Reporter : Lutfi Aziz | Editor : Buniyamin
BONTANG – Fenomena penjualan minuman keras (miras) di Tempat Hiburan Malam (THM) Kota Bontang menimbulkan dilema klasik, yakni antara menaati aturan hukum dan kebutuhan ekonomi masyarakat.
Meski Peraturan Daerah (Perda) Nomor 27 Tahun 2002 tegas mengatur bahwa izin penjualan miras hanya diperuntukkan bagi hotel berbintang, tapi praktik di lapangan menunjukkan banyak THM yang tetap menjual secara ilegal.
Pejabat Fungsional Penata Perizinan Ahli Muda DPMPTSP Bontang, Idrus menegaskan pihaknya tidak pernah mengeluarkan izin penjualan miras untuk THM.
Menurutnya, izin yang dikantongi pelaku usaha hanyalah Nomor Induk Berusaha (NIB) atau izin usaha secara umum. “Seluruh THM pasti punya izin usaha. Tapi untuk miras, aturan jelas menyebut hanya hotel berbintang yang bisa mendapatkannya,” ujar Idrus, Selasa (9/9/2025).

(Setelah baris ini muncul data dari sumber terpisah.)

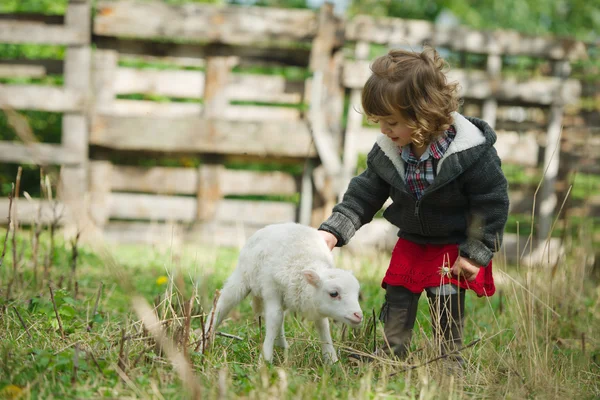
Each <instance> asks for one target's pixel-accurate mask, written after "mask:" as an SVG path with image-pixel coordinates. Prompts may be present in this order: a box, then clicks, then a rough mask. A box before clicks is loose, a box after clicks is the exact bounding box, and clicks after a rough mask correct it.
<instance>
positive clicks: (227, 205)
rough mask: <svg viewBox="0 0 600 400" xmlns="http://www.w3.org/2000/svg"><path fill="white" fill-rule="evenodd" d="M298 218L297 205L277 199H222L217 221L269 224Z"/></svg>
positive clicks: (217, 210)
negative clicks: (278, 199) (269, 199)
mask: <svg viewBox="0 0 600 400" xmlns="http://www.w3.org/2000/svg"><path fill="white" fill-rule="evenodd" d="M295 220H296V205H295V204H292V203H283V202H277V201H246V200H221V201H220V202H219V203H218V205H217V211H216V214H215V221H218V222H232V223H243V224H256V225H268V224H276V223H281V222H292V221H295Z"/></svg>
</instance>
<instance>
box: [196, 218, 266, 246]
mask: <svg viewBox="0 0 600 400" xmlns="http://www.w3.org/2000/svg"><path fill="white" fill-rule="evenodd" d="M263 227H264V224H249V223H242V222H229V223H227V222H209V223H200V224H195V225H194V226H193V228H192V229H191V230H190V232H189V233H188V235H187V238H186V239H187V241H189V242H191V243H201V244H204V245H208V246H225V247H237V248H242V247H243V246H244V244H245V242H246V240H248V238H249V237H250V236H251V235H252V234H254V233H255V232H256V231H257V230H259V229H261V228H263Z"/></svg>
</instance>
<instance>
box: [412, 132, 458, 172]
mask: <svg viewBox="0 0 600 400" xmlns="http://www.w3.org/2000/svg"><path fill="white" fill-rule="evenodd" d="M455 136H456V129H454V126H452V125H450V128H448V130H446V132H444V134H443V135H442V136H440V137H439V138H438V139H437V140H436V141H435V142H432V143H431V144H430V145H429V147H427V150H426V151H425V153H423V155H422V156H421V158H420V159H418V158H417V157H416V156H415V155H414V154H413V152H412V150H411V149H410V145H408V146H403V147H402V152H401V157H402V159H403V160H404V161H406V162H407V163H411V164H417V163H418V162H419V161H425V160H427V159H429V157H430V156H431V157H433V158H435V159H436V160H439V159H440V158H442V157H443V156H444V153H446V150H448V147H450V144H451V143H452V140H454V137H455Z"/></svg>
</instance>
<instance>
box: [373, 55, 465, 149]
mask: <svg viewBox="0 0 600 400" xmlns="http://www.w3.org/2000/svg"><path fill="white" fill-rule="evenodd" d="M447 69H448V64H447V63H446V61H445V60H444V59H443V58H442V57H440V55H439V54H438V52H437V51H436V50H435V49H433V48H431V47H428V48H425V50H423V51H422V52H413V51H406V50H390V52H389V53H388V54H386V55H385V56H381V57H379V58H377V59H376V60H375V61H374V62H373V64H372V65H371V71H372V74H371V76H370V77H369V79H368V80H367V83H366V84H365V86H364V88H363V91H362V107H363V110H364V112H365V114H366V116H367V118H369V119H370V120H372V121H377V120H379V119H380V118H383V117H396V118H400V119H401V120H402V121H403V122H405V123H406V125H407V126H408V127H409V128H411V129H412V130H413V133H412V141H413V143H415V144H416V145H417V146H422V145H424V144H428V143H430V142H431V141H432V140H434V139H435V138H437V137H439V136H440V135H441V134H442V133H443V132H444V131H446V130H447V129H448V128H449V127H450V125H451V124H452V115H451V113H452V112H453V111H456V110H458V106H459V98H458V83H457V82H451V83H449V82H448V80H447V77H446V71H447Z"/></svg>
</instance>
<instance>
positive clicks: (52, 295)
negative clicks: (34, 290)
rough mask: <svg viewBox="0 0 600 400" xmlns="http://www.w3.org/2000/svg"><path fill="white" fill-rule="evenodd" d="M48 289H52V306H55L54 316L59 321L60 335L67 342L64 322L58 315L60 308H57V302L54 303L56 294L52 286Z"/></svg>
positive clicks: (48, 288) (54, 307)
mask: <svg viewBox="0 0 600 400" xmlns="http://www.w3.org/2000/svg"><path fill="white" fill-rule="evenodd" d="M48 289H50V299H51V300H52V305H53V306H54V315H56V320H57V321H58V327H59V329H60V335H61V336H62V338H63V340H65V331H64V329H63V328H62V321H61V320H60V315H58V308H57V307H56V301H54V292H53V291H52V286H50V285H48Z"/></svg>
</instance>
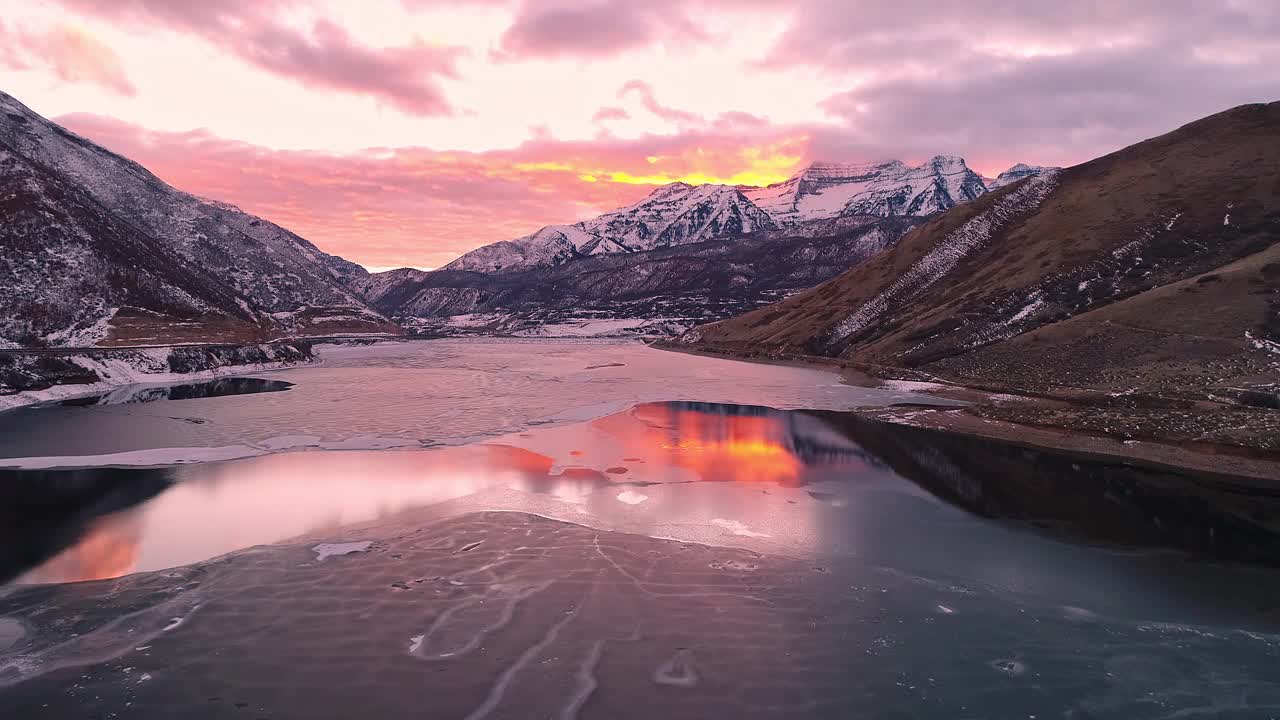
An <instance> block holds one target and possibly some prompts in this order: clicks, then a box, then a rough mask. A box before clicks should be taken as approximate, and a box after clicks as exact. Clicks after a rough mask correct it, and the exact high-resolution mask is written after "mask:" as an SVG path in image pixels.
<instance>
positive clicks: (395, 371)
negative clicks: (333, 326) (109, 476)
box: [0, 338, 947, 468]
mask: <svg viewBox="0 0 1280 720" xmlns="http://www.w3.org/2000/svg"><path fill="white" fill-rule="evenodd" d="M317 354H319V357H320V360H321V363H319V364H315V365H305V366H298V368H291V369H283V370H279V372H275V373H273V374H271V378H273V379H279V380H285V382H289V383H293V387H292V388H289V389H288V391H285V392H273V393H268V395H237V396H224V397H210V398H198V400H177V401H157V402H143V404H129V405H100V406H92V407H63V406H51V407H37V409H24V410H17V411H13V413H0V466H26V468H51V466H88V465H169V464H178V462H193V461H205V460H225V459H230V457H246V456H252V455H268V454H273V452H282V451H289V450H365V448H393V447H434V446H440V445H467V443H472V442H477V441H486V439H493V438H497V437H502V436H507V434H511V433H520V432H524V430H526V429H529V428H535V427H547V425H562V424H570V423H577V421H582V420H589V419H593V418H598V416H603V415H609V414H613V413H618V411H621V410H626V409H627V407H630V406H632V405H636V404H640V402H659V401H698V402H728V404H736V405H756V406H767V407H776V409H820V410H837V411H838V410H850V409H854V407H861V406H881V405H888V404H895V402H936V404H937V402H942V404H946V402H947V401H938V400H937V398H933V397H928V396H920V395H914V393H911V392H904V391H897V389H873V388H863V387H854V386H847V384H844V383H842V382H841V380H840V377H838V375H836V374H835V373H829V372H826V370H818V369H808V368H785V366H772V365H762V364H756V363H739V361H732V360H723V359H717V357H704V356H695V355H685V354H677V352H666V351H660V350H655V348H650V347H646V346H645V345H643V343H640V342H635V341H630V342H628V341H620V340H609V341H605V340H593V338H573V340H532V338H531V340H513V338H512V340H493V338H470V340H463V338H456V340H435V341H408V342H384V343H378V345H371V346H320V347H319V348H317ZM253 370H255V369H252V368H234V369H227V372H225V373H219V374H227V373H234V374H252V373H253ZM133 377H136V378H138V379H146V378H145V377H142V375H133ZM191 377H192V375H184V377H182V378H179V379H182V380H189V379H191ZM150 379H156V378H155V377H154V375H151V377H150Z"/></svg>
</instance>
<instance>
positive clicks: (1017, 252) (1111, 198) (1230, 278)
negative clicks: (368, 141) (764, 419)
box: [686, 102, 1280, 398]
mask: <svg viewBox="0 0 1280 720" xmlns="http://www.w3.org/2000/svg"><path fill="white" fill-rule="evenodd" d="M1019 170H1020V169H1019V168H1016V167H1015V168H1012V169H1011V170H1010V173H1006V174H1016V173H1018V172H1019ZM1024 178H1025V174H1024ZM686 340H687V341H689V342H691V343H695V345H701V346H705V347H713V348H723V350H735V351H750V352H760V351H765V352H768V351H781V352H800V354H810V355H828V356H838V357H842V359H846V360H850V361H855V363H868V364H874V365H881V366H896V368H918V369H922V370H924V372H928V373H931V374H937V375H941V377H952V378H964V380H963V382H974V380H987V382H991V383H997V384H1001V386H1005V387H1007V386H1009V384H1014V386H1018V387H1027V388H1038V387H1042V386H1043V384H1044V383H1057V384H1066V386H1071V387H1078V388H1100V389H1103V391H1106V392H1114V393H1120V395H1124V393H1132V392H1152V393H1172V395H1175V396H1179V397H1193V398H1204V397H1206V393H1211V395H1215V396H1228V395H1230V393H1231V392H1236V391H1239V388H1249V387H1272V386H1274V384H1275V380H1276V378H1277V377H1280V350H1276V348H1280V102H1272V104H1268V105H1244V106H1240V108H1235V109H1233V110H1228V111H1225V113H1220V114H1217V115H1211V117H1208V118H1204V119H1202V120H1197V122H1194V123H1190V124H1188V126H1184V127H1181V128H1179V129H1176V131H1174V132H1170V133H1167V135H1164V136H1160V137H1156V138H1152V140H1148V141H1144V142H1139V143H1137V145H1133V146H1130V147H1126V149H1124V150H1120V151H1116V152H1112V154H1110V155H1106V156H1102V158H1098V159H1096V160H1092V161H1088V163H1084V164H1082V165H1075V167H1073V168H1068V169H1064V170H1052V172H1046V173H1042V174H1039V176H1037V177H1032V178H1030V179H1021V181H1020V182H1010V183H1009V184H1006V186H1005V187H1001V188H998V190H996V191H993V192H991V193H988V195H986V196H983V197H980V199H978V200H975V201H973V202H970V204H966V205H963V206H960V208H956V209H954V210H951V211H948V213H945V214H942V215H938V217H936V218H933V219H929V220H927V222H925V223H924V224H922V225H920V227H919V228H916V229H914V231H911V232H909V233H908V234H906V236H904V237H902V240H901V241H900V242H897V243H896V245H895V246H893V247H892V249H890V250H887V251H884V252H882V254H879V255H877V256H876V258H872V259H870V260H868V261H867V263H863V264H860V265H858V266H855V268H854V269H851V270H850V272H847V273H845V274H842V275H840V277H837V278H835V279H832V281H829V282H827V283H824V284H822V286H818V287H814V288H812V290H809V291H806V292H803V293H797V295H795V296H792V297H790V299H787V300H785V301H782V302H780V304H777V305H773V306H768V307H763V309H760V310H758V311H754V313H749V314H746V315H742V316H740V318H733V319H731V320H726V322H719V323H713V324H708V325H703V327H699V328H695V329H692V331H690V332H689V333H687V336H686Z"/></svg>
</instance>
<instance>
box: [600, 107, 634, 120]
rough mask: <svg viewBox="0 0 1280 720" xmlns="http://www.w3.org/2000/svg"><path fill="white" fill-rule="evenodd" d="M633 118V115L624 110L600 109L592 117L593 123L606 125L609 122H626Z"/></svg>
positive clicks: (608, 108)
mask: <svg viewBox="0 0 1280 720" xmlns="http://www.w3.org/2000/svg"><path fill="white" fill-rule="evenodd" d="M630 118H631V113H627V111H626V110H623V109H622V108H600V109H599V110H596V111H595V114H594V115H591V122H593V123H604V122H608V120H626V119H630Z"/></svg>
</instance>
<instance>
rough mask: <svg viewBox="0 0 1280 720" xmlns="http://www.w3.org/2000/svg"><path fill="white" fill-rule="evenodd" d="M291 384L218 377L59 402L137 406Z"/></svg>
mask: <svg viewBox="0 0 1280 720" xmlns="http://www.w3.org/2000/svg"><path fill="white" fill-rule="evenodd" d="M291 387H293V384H292V383H287V382H284V380H269V379H262V378H218V379H214V380H206V382H201V383H180V384H164V386H128V387H124V388H120V389H118V391H115V392H109V393H105V395H91V396H87V397H73V398H69V400H61V401H59V402H58V405H61V406H64V407H88V406H93V405H133V404H137V402H156V401H160V400H197V398H202V397H228V396H233V395H252V393H255V392H283V391H287V389H289V388H291Z"/></svg>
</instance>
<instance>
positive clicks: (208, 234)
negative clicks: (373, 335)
mask: <svg viewBox="0 0 1280 720" xmlns="http://www.w3.org/2000/svg"><path fill="white" fill-rule="evenodd" d="M0 247H3V252H0V347H3V346H9V347H14V346H44V345H47V346H64V347H78V346H92V345H147V343H173V342H210V341H212V342H227V341H255V342H256V341H264V340H273V338H276V337H301V336H315V334H330V333H343V332H396V328H394V325H393V324H390V323H388V322H387V320H385V319H384V318H381V316H380V315H379V314H378V313H376V311H374V310H372V309H371V307H370V306H369V305H367V304H365V301H364V300H362V299H360V297H358V296H357V295H356V293H353V292H352V291H349V290H348V288H347V287H346V283H347V282H351V281H353V279H356V278H358V277H362V275H364V274H365V272H364V269H362V268H360V266H358V265H356V264H353V263H348V261H346V260H343V259H340V258H335V256H332V255H326V254H324V252H321V251H320V250H317V249H316V247H315V246H314V245H311V243H310V242H307V241H306V240H303V238H301V237H298V236H296V234H293V233H291V232H288V231H285V229H284V228H280V227H278V225H274V224H271V223H269V222H266V220H262V219H260V218H255V217H252V215H248V214H246V213H243V211H241V210H239V209H237V208H233V206H230V205H225V204H220V202H212V201H209V200H204V199H200V197H196V196H192V195H188V193H184V192H180V191H178V190H174V188H173V187H170V186H168V184H165V183H164V182H163V181H160V179H159V178H156V177H155V176H152V174H151V173H148V172H147V170H146V169H145V168H142V167H141V165H138V164H136V163H133V161H131V160H128V159H125V158H122V156H119V155H115V154H113V152H110V151H108V150H105V149H102V147H100V146H97V145H95V143H92V142H90V141H87V140H84V138H82V137H79V136H77V135H74V133H70V132H68V131H65V129H63V128H61V127H59V126H56V124H54V123H51V122H49V120H46V119H44V118H41V117H40V115H37V114H36V113H33V111H31V110H29V109H27V108H26V106H24V105H22V104H20V102H18V101H17V100H14V99H13V97H10V96H8V95H4V94H0Z"/></svg>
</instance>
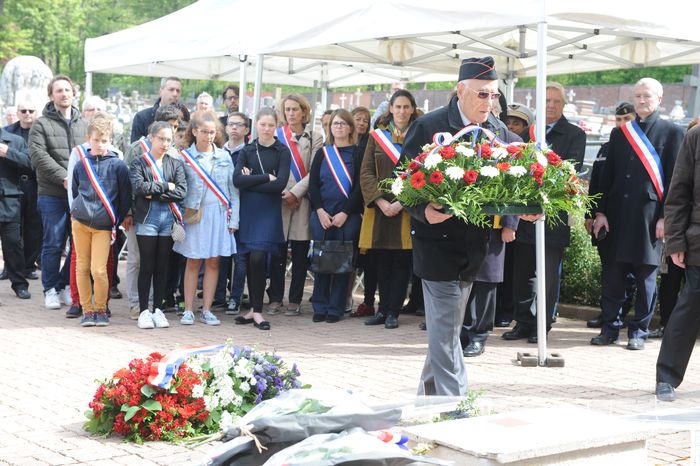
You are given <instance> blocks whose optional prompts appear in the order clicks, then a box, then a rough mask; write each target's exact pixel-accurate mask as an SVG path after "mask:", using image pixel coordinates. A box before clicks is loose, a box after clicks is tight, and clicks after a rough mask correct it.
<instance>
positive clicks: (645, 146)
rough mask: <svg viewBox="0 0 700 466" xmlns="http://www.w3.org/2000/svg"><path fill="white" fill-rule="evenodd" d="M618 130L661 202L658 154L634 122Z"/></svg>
mask: <svg viewBox="0 0 700 466" xmlns="http://www.w3.org/2000/svg"><path fill="white" fill-rule="evenodd" d="M620 129H621V130H622V134H624V135H625V138H627V142H629V143H630V146H632V149H633V150H634V152H635V154H637V157H639V160H640V161H641V162H642V165H644V169H645V170H646V171H647V174H648V175H649V178H650V179H651V183H652V184H653V185H654V189H656V194H658V195H659V201H661V200H662V199H663V197H664V169H663V167H662V166H661V158H660V157H659V154H658V153H657V152H656V149H654V146H653V145H652V144H651V141H649V138H648V137H647V135H646V134H644V131H642V128H640V127H639V124H638V123H637V121H636V120H632V121H628V122H627V123H625V124H624V125H622V126H621V127H620Z"/></svg>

Kepala Badan Pendapatan Daerah (Bapenda) Kota Bontang, Syahruddin menambahkan hanya melakukan penarikan pajak berdasarkan data dari DPM PTSP.
"Selama ini, Bapenda tidak pernah melakukan penarikan pajak untuk penjualan miras di Kota Bontang, kecuali Hotel Bintang Sintuk yang memang telah sah memiliki izin secara resmi," tegasnya.
Namun fakta di lapangan yang ditemui wartawan Pusaranmedia.com menunjukkan, ada puluhan THM di Bontang yang melanggar aturan dengan tetap menyediakan miras kepada pengunjung. Ironisnya, kondisi ini terkesan dibiarkan tanpa penindakan tegas dari Pemkot Bontang.
Wali Kota Bontang, Neni Moerniaeni memberikan pernyataan terkait fenomena tersebut. Baginya, penjualan miras di luar izin sah masih bisa dimaklumi dengan alasan ekonomi. “Namanya juga sama-sama cari uang,” ucapnya singkat.
Sebagian pihak menganggap fenomena ini melanggar perda, sementara di sisi lain menjadi sumber penghidupan bagi banyak warga.